What's going on here? So many brilliant minds have stumbled of late over the creation of new widespread forms of payment. Just a few years ago the air was rich with the promise of many new payment schemes. The leading contenders of just a year ago, DigiCash, Cybercash, First Virtual, Mondex, Visa Cash, SET, seem to be fizzling faster than a Senate impeachment threat.

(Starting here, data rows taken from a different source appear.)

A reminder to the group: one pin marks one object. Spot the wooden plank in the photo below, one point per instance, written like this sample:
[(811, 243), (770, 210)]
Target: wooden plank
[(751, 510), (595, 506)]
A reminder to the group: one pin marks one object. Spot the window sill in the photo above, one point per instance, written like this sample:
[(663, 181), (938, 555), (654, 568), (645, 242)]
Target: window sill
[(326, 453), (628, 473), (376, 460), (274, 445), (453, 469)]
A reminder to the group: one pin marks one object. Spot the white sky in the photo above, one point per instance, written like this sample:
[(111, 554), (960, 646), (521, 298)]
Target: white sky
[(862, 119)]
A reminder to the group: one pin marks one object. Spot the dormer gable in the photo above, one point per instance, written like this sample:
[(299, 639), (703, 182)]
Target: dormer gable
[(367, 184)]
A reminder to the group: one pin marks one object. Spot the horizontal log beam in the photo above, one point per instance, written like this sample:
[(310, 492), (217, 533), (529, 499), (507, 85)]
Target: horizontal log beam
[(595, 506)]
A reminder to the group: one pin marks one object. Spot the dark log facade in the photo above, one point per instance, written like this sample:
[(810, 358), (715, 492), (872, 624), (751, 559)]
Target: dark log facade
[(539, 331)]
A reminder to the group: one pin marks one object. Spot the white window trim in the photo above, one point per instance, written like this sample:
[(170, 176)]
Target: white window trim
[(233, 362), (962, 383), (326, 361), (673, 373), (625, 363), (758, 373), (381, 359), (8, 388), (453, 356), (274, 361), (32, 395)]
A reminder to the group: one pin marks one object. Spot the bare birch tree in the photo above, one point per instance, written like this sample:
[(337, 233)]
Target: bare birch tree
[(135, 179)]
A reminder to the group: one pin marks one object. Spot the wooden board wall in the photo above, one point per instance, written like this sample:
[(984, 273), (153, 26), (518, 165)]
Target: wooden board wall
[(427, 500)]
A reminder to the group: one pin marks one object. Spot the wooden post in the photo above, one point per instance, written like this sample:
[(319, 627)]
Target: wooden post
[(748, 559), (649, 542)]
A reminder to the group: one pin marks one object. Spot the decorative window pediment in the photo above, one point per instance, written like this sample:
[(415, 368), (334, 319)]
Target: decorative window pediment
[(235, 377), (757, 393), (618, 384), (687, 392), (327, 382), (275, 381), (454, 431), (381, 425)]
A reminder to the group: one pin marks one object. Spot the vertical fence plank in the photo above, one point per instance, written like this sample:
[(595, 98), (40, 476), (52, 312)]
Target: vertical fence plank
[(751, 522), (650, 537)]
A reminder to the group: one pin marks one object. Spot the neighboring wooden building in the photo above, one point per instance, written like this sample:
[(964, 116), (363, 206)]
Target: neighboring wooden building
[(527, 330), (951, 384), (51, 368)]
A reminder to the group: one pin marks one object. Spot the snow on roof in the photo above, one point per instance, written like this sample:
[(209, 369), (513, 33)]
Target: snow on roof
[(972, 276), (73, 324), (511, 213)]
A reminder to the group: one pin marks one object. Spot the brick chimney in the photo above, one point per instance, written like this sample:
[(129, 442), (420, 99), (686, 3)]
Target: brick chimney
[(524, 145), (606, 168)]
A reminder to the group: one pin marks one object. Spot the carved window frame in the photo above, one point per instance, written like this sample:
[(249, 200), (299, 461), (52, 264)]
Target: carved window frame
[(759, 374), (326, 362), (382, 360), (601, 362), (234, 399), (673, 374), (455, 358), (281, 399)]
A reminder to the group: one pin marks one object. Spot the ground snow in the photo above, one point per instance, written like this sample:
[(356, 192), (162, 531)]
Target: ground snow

Such neat products! Such elegance!

DigiCash has declared bankruptcy. Mondex's high profile trials, in New York City and Ontario, are ending with significantly reduced hopes for early smart card acceptance. Ditto Visa Cash. First Virtual has exited the payments business entirely in favor of targeted advertising. Rumors of SET's demise refuse to die. And Cybercash continues to struggle to find its proper niche.

The simple answer, at least in the U.S., is that the universality of the existing credit card infrastructure, coupled with its unsurpassed set of consumer protection laws, present an unbeatable one-two punch. Why should any sane consumer want to switch to an unregulated, unreliable, risk-generating alternative? Micropayments? Sure, let's all start using them and pretty soon free information on the net will be history. Not a great sales pitch.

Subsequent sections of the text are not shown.